The first big-screen IMAX movie about the Tour de France captures some stunning race footage and uses computer-generated graphics nicely to show non-fans the grueling character of the course the cyclists must cover. But “Wired to Win” doesn’t want simply to record the event. It tries to personalize it by concentrating on two participants, both members of a French team though one is an Australian. And it seeks to tie the race story to a larger scientific treatment of how the brain functions in human activity, especially of the extreme sort. And it’s in these two areas that the forty-minute picture comes up short.

The race that serves as the focus of the film was in 2003, and some footage is devoted to Lance Armstrong, who was the ultimate winner. But the major emphasis is on Jimmy Casper, who was seriously injured in a spill and showed his pluck by continuing as long as he could, and Baden Cooke, an up-and-coming youngster who’s aiming to win the green jersey that marks the fastest rookie. The two men, it turns out, are hardly natural screen personalities; in their interview segments and screen interaction off the bikes they come across as posed and stilted. Still, on the wheels they’re graceful and intense, and the race footage captured by director Bayley Silleck captures those qualities (though some was apparently “re-created”). The filmmakers use various devices–including split screens and graphics–well in the process, too.

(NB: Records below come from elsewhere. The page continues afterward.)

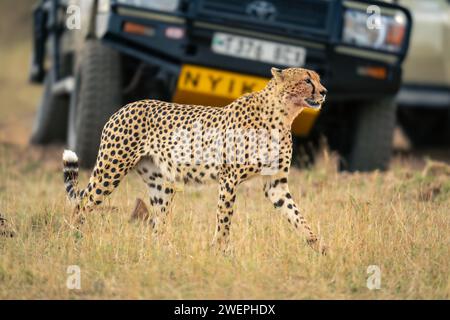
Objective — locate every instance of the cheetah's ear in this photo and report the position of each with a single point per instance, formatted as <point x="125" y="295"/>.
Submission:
<point x="277" y="74"/>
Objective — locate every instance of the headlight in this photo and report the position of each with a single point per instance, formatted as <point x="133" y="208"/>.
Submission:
<point x="383" y="32"/>
<point x="160" y="5"/>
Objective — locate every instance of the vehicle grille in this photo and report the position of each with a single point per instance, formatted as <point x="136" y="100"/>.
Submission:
<point x="292" y="16"/>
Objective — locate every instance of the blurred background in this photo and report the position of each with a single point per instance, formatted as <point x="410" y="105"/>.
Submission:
<point x="154" y="48"/>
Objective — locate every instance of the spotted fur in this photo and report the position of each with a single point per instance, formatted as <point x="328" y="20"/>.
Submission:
<point x="141" y="137"/>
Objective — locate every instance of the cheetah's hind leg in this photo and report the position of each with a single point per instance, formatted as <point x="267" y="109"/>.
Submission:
<point x="161" y="193"/>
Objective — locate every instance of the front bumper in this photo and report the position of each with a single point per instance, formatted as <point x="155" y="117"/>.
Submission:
<point x="345" y="71"/>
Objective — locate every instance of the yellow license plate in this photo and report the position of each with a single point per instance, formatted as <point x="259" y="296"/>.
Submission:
<point x="205" y="86"/>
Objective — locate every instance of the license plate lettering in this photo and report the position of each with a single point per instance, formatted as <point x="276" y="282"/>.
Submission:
<point x="259" y="50"/>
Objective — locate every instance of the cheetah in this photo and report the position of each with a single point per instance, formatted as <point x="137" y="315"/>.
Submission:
<point x="169" y="144"/>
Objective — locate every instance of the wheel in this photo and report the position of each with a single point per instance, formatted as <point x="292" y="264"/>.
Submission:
<point x="372" y="139"/>
<point x="96" y="96"/>
<point x="50" y="122"/>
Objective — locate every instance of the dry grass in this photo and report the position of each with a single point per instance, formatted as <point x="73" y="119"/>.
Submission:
<point x="367" y="219"/>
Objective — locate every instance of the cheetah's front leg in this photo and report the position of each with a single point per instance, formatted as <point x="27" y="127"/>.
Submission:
<point x="225" y="207"/>
<point x="277" y="191"/>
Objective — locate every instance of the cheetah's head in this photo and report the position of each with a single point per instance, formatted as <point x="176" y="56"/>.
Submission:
<point x="298" y="88"/>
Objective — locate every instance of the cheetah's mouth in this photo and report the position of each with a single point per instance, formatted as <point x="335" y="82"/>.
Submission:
<point x="313" y="104"/>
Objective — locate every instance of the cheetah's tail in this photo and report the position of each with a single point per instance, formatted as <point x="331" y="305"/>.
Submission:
<point x="70" y="170"/>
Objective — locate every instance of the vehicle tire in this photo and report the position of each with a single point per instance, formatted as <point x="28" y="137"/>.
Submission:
<point x="96" y="96"/>
<point x="50" y="122"/>
<point x="372" y="145"/>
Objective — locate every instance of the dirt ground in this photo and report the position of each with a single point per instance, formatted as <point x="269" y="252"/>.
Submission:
<point x="397" y="221"/>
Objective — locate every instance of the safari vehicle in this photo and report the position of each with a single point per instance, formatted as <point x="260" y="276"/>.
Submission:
<point x="424" y="98"/>
<point x="213" y="51"/>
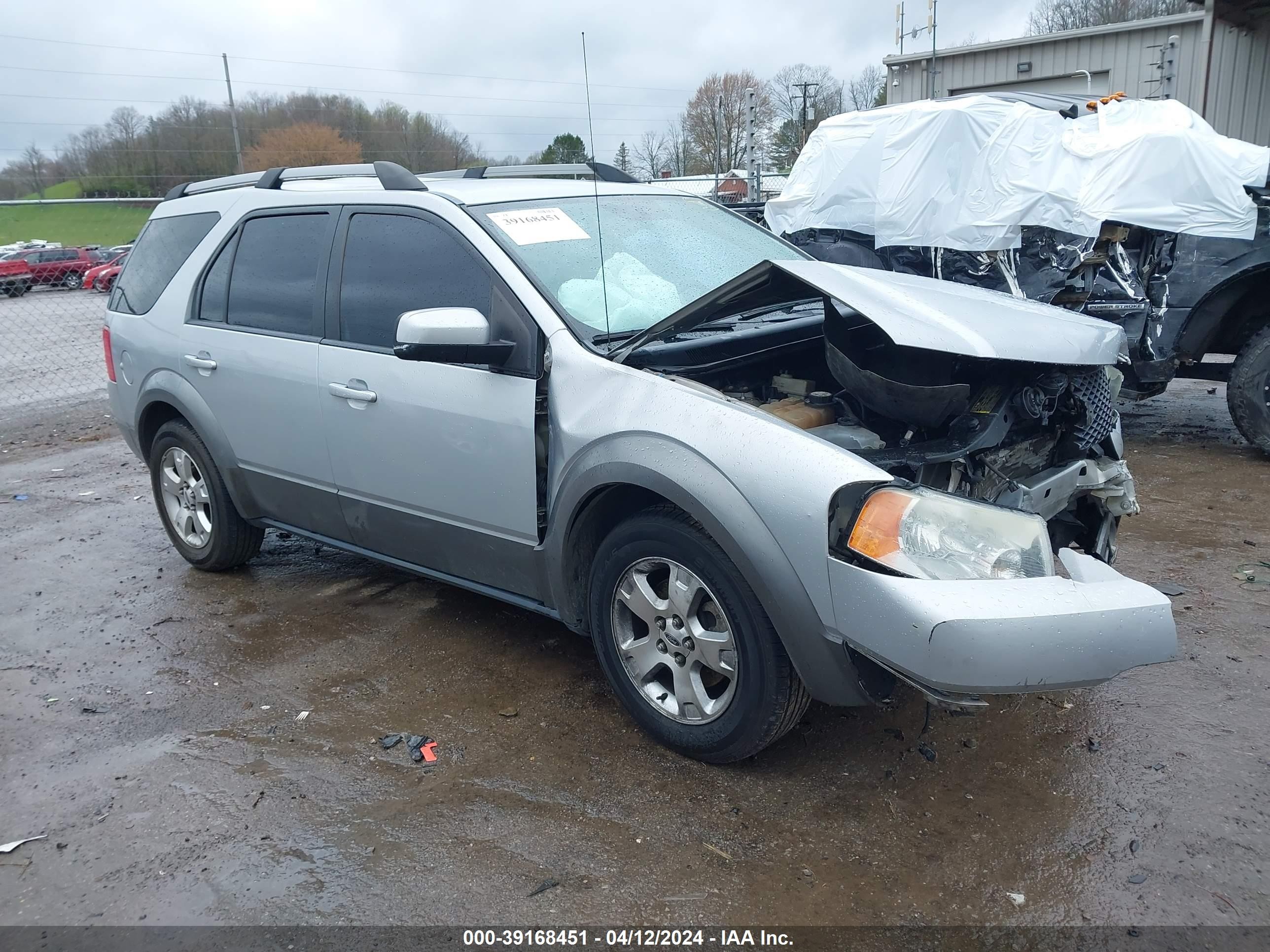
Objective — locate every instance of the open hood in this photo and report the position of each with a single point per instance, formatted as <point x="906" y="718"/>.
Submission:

The real problem with “Wired to Win” comes in the effort to connect the exciting race material with a scientific discussion of how the brain works to control the body’s response to stimuli in such stressful conditions. In these segments the picture becomes more like a high-school instructional short–one that’s an exceptionally good example of the genre, to be sure, but still pedantic and dull, especially given the soporific narration delivered by Alfred Molina, who doesn’t sound too interested himself.

The result is a little movie that offers a nice visual overview of the Tour, but doesn’t quite work either as an insightful portrait of its competitors or as a science lesson.